Photo: english.kyodonews.net
SINGAPORE. KAZINFORM - Japan and South Korea on Sunday held their first defense ministerial talks in over three years in Singapore, in a sign of improving bilateral relations amid the threat posed by North Korea's missile and nuclear development programs, Kyodo reports.

Japanese Defense Minister Yasukazu Hamada and his South Korean counterpart Lee Jong Sup are likely to discuss how to recover mutual confidence between defense authorities in the wake of an incident in 2018 in which Japan claimed that a South Korean navy vessel directed a fire-control radar at a Japanese Self-Defense Force plane.

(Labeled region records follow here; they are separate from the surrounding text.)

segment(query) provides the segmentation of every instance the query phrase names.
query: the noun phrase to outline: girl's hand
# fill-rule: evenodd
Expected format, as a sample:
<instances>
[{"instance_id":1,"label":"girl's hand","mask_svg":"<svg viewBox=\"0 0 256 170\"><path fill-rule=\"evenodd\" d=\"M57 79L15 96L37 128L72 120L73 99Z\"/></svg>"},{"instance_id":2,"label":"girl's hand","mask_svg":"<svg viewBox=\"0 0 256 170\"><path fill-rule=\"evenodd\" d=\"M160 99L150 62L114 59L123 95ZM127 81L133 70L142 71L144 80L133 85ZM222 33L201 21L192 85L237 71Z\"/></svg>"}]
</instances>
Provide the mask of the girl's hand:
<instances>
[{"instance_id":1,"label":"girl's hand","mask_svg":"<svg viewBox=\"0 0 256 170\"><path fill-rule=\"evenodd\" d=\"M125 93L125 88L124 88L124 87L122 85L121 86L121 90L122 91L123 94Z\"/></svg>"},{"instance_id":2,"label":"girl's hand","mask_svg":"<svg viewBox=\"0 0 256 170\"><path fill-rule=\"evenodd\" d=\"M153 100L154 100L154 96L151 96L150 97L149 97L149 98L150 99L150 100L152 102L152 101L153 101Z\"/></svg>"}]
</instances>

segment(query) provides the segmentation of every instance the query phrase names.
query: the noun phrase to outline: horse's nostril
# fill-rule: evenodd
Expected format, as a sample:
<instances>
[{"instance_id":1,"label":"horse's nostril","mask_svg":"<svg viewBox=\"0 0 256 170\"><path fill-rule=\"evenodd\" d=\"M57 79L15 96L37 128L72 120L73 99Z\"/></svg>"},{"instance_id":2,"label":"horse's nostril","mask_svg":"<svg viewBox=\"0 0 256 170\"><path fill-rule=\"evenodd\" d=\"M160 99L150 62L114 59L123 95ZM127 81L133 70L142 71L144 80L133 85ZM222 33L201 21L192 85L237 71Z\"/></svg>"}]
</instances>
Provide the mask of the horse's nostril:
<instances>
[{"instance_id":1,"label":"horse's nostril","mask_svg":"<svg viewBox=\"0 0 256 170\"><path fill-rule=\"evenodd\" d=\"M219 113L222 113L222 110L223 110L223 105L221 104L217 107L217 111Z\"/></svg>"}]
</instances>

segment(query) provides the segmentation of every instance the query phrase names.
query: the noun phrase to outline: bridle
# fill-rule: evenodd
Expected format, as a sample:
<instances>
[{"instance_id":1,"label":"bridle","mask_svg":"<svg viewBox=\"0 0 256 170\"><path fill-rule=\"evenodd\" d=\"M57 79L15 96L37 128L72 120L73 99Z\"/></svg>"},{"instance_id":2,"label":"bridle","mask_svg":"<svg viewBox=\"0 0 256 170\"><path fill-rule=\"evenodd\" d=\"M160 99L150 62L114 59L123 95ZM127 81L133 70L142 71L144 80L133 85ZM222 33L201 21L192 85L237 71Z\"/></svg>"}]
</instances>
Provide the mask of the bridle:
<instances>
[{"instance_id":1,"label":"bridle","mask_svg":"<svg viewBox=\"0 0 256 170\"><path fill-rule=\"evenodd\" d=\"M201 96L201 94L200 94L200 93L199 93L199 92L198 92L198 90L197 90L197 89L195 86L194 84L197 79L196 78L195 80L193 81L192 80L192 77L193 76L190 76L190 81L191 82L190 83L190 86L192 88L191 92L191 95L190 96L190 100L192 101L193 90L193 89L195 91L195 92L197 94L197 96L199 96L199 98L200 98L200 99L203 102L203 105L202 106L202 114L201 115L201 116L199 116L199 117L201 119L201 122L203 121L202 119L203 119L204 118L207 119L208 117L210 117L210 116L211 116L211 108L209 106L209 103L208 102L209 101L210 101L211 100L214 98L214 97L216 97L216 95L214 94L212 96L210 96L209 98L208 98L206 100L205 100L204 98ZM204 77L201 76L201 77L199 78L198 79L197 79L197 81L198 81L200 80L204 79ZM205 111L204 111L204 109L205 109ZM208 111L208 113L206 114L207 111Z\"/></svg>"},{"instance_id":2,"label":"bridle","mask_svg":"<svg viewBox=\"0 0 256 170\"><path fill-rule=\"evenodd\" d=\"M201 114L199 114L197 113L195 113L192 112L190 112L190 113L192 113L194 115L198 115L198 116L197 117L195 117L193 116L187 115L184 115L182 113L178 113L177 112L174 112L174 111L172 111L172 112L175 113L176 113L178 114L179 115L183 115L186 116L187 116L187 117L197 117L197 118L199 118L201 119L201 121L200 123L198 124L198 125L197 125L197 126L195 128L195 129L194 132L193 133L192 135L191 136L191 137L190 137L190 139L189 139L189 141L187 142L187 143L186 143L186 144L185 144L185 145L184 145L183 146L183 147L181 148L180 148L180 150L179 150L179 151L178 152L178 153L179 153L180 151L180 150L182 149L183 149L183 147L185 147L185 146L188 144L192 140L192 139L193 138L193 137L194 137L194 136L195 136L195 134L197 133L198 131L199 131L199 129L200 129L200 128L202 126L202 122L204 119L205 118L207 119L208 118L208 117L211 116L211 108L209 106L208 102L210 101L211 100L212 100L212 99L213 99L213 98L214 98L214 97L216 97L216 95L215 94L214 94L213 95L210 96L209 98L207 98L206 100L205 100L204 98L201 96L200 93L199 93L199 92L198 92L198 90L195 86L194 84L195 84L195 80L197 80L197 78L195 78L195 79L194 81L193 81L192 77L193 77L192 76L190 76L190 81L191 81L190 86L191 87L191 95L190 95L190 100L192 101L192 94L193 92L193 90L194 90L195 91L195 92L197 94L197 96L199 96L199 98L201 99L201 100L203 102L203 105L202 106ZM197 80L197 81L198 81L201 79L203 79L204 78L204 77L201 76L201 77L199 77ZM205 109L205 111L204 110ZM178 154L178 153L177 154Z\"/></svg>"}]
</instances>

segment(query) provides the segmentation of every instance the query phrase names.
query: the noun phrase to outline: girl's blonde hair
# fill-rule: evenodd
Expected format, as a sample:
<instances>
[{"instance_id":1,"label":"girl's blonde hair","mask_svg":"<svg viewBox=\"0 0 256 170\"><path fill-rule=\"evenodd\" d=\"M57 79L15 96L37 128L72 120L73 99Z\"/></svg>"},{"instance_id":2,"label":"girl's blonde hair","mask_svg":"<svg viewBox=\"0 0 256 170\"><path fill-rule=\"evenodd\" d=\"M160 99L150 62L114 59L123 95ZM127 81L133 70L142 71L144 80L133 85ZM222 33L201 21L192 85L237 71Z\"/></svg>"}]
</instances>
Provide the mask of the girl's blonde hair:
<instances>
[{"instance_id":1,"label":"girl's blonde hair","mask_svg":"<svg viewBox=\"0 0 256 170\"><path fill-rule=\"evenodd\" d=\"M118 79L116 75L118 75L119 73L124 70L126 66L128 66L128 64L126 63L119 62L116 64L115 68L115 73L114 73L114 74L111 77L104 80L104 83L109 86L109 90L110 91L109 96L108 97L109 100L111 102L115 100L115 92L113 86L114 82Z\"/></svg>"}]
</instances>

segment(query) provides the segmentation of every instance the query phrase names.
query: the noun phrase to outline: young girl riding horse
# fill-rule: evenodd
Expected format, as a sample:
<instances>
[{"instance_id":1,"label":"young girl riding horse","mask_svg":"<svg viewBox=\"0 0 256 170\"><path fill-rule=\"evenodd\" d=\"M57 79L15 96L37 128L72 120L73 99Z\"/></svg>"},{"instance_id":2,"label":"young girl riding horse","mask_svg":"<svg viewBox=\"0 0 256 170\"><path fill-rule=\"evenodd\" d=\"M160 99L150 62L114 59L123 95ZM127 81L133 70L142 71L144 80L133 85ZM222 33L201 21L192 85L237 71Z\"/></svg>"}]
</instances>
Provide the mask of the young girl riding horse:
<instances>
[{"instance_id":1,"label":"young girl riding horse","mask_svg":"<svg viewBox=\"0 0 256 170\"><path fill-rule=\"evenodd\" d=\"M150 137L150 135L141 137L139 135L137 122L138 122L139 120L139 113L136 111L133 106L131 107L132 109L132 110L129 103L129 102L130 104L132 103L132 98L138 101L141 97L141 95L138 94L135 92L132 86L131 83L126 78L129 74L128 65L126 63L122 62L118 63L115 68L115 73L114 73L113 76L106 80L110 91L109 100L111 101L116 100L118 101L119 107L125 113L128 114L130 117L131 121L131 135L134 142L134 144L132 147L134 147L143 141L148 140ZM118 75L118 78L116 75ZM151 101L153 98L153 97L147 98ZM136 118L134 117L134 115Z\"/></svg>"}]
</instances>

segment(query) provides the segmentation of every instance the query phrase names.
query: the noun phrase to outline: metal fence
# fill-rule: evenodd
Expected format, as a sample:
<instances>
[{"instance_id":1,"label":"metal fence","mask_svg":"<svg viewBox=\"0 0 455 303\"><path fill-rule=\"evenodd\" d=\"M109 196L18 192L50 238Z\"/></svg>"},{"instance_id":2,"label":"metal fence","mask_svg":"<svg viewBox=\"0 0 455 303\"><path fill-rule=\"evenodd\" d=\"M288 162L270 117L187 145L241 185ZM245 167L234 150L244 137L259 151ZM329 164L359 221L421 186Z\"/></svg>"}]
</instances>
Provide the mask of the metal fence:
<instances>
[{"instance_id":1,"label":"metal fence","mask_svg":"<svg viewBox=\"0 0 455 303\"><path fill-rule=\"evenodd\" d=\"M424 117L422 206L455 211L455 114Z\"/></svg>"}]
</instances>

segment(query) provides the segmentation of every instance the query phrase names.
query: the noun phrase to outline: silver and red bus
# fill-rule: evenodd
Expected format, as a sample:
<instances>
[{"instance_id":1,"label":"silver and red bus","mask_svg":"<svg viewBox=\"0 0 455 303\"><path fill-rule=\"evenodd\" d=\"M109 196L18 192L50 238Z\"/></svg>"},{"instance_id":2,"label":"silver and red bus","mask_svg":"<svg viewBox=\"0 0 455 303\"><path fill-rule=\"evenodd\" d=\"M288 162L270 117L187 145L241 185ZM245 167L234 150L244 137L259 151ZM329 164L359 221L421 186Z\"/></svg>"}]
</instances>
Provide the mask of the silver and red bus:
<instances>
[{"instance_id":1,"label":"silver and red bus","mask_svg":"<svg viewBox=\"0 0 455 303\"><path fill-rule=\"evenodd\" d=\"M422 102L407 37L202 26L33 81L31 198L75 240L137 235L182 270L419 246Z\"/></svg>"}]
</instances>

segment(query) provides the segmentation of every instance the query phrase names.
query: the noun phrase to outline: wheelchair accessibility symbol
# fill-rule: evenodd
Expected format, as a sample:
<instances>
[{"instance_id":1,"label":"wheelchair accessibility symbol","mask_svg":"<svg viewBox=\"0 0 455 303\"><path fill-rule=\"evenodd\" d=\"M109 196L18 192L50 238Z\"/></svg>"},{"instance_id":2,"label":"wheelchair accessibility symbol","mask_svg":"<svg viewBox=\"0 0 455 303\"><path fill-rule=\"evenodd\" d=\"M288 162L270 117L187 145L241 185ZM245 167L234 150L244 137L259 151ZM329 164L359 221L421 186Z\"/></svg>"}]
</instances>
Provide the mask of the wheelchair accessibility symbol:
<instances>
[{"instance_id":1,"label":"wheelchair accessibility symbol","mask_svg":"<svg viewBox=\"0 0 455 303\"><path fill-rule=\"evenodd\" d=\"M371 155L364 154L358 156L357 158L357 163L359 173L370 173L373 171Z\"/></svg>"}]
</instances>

The ministers met on the fringes of the three-day Asia Security Summit held in the Southeast Asian city-state from Friday, also known as the Shangri-La Dialogue. Defense chiefs of the two East Asian neighbors previously met in November 2019 in Thailand.

Bilateral ties have been rapidly improving since South Korean President Yoon Suk Yeol proposed a solution to a longtime dispute over wartime labor compensation in March. Relations had sunk to their lowest point in decades under Yoon's predecessor, Moon Jae In.

Yoon visited Tokyo later that month and hosted Japanese Prime Minister Fumio Kishida in Seoul last month, in a resumption of reciprocal visits by Japanese and South Korean leaders that had been halted since December 2011.

With North Korea repeatedly test-firing ballistic missiles since last year, Yoon, who took office in May 2022, has focused on the importance of trilateral defense cooperation also involving the United States, Japan and South Korea's common security ally.

Last week, an SDF ship flying the rising sun flag, which was labeled by Moon's administration as a symbol of Japan's wartime militarism, entered South Korea to join an international naval drill, suggesting that Seoul no longer regards the flag as problematic.

In the alleged 2018 incident, Tokyo says a South Korean destroyer directed its radar onto an SDF airplane in Japan's exclusive economic zone in the Sea of Japan in December of that year. Seoul, however, denies the allegation.

On Saturday in Singapore, Hamada and Lee attended a trilateral meeting with their U.S. counterpart Lloyd Austin, agreeing to launch a system to enable the three countries' real-time sharing of information about North Korean missiles by the end of this year.